A situação piorou dramaticamente nesta semana, quando as autoridades disseram que a maior estação de tratamento de água da cidade estava falhando, sobrecarregada por chuvas torrenciais. Residências e empresas ficaram com pouca ou nenhuma pressão de água, as escolas mudaram para o aprendizado virtual e os hospitais instalaram banheiros químicos devido ao colapso do sistema de abastecimento.

Garotos residentes de Jackson, no Mississipi, distribuem garrafas d'água para população em parque da cidade, em imagem desta terça-feira, 30 Foto: Edmund D. Fountain / NYT

“Até que seja consertado, significa que não temos água corrente confiável em escala”, disse o governador Tate Reeves, do Mississippi, durante uma reunião de emergência na noite de segunda-feira. “Isso significa que a cidade não pode produzir água suficiente para combater incêndios, dar descarga de maneira confiável e atender a outras necessidades críticas.”

E, acrescentou, não estava claro quanto tempo levaria para restaurar totalmente o serviço.
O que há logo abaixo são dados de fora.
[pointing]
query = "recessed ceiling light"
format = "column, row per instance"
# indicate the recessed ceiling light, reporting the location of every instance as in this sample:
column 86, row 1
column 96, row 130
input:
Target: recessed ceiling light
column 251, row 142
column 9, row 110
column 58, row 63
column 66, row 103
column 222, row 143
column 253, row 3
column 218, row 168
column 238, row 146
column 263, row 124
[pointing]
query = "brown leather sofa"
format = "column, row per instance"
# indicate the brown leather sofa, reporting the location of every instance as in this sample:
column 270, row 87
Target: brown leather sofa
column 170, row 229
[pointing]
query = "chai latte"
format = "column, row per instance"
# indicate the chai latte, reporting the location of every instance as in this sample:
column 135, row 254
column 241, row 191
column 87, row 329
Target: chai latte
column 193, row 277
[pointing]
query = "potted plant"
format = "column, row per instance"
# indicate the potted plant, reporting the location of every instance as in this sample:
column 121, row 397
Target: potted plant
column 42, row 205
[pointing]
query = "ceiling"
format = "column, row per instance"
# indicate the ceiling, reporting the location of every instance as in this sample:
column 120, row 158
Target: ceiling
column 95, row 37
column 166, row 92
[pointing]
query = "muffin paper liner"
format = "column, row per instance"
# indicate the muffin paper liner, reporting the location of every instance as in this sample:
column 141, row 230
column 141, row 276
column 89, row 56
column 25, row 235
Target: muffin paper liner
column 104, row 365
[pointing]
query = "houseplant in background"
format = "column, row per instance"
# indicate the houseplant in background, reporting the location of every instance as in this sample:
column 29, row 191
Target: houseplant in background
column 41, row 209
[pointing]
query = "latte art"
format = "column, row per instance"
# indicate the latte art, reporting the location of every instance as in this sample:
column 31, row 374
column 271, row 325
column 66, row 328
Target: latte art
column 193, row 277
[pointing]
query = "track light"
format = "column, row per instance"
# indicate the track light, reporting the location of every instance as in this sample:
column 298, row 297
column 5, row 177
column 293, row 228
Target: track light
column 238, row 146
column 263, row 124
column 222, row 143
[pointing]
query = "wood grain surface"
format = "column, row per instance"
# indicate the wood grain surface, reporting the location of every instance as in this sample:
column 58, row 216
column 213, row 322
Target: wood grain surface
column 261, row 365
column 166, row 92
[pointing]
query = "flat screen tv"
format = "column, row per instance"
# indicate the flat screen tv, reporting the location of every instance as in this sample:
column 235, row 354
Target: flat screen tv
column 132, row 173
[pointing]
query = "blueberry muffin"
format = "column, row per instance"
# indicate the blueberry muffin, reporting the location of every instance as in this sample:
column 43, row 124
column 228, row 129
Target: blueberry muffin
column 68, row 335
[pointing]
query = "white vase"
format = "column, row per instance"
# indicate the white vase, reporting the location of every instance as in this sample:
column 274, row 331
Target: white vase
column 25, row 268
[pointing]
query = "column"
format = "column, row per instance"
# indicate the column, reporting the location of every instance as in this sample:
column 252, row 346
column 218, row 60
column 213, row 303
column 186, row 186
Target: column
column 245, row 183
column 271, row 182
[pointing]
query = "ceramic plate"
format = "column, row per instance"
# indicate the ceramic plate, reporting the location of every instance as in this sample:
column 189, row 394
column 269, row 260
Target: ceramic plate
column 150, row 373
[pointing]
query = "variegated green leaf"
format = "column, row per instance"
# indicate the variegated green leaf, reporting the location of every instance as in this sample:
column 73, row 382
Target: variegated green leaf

O problemático sistema de água é um entre vários desafios paralisantes que confrontam Jackson, uma cidade de maioria negra que tem lutado com pobreza crônica e alta criminalidade, bem como acesso aos serviços públicos mais básicos, incluindo coleta confiável de lixo e reparos regulares nas estradas.

“Estamos desmoronando”, disse Anna Hart, 36, que cresceu na cidade, enquanto estava sentada em seu carro do lado de fora de um centro comunitário que foi sua última parada em uma tarde tentando sem sucesso conseguir água para ela e seus quatro filhos. “É um caos!”.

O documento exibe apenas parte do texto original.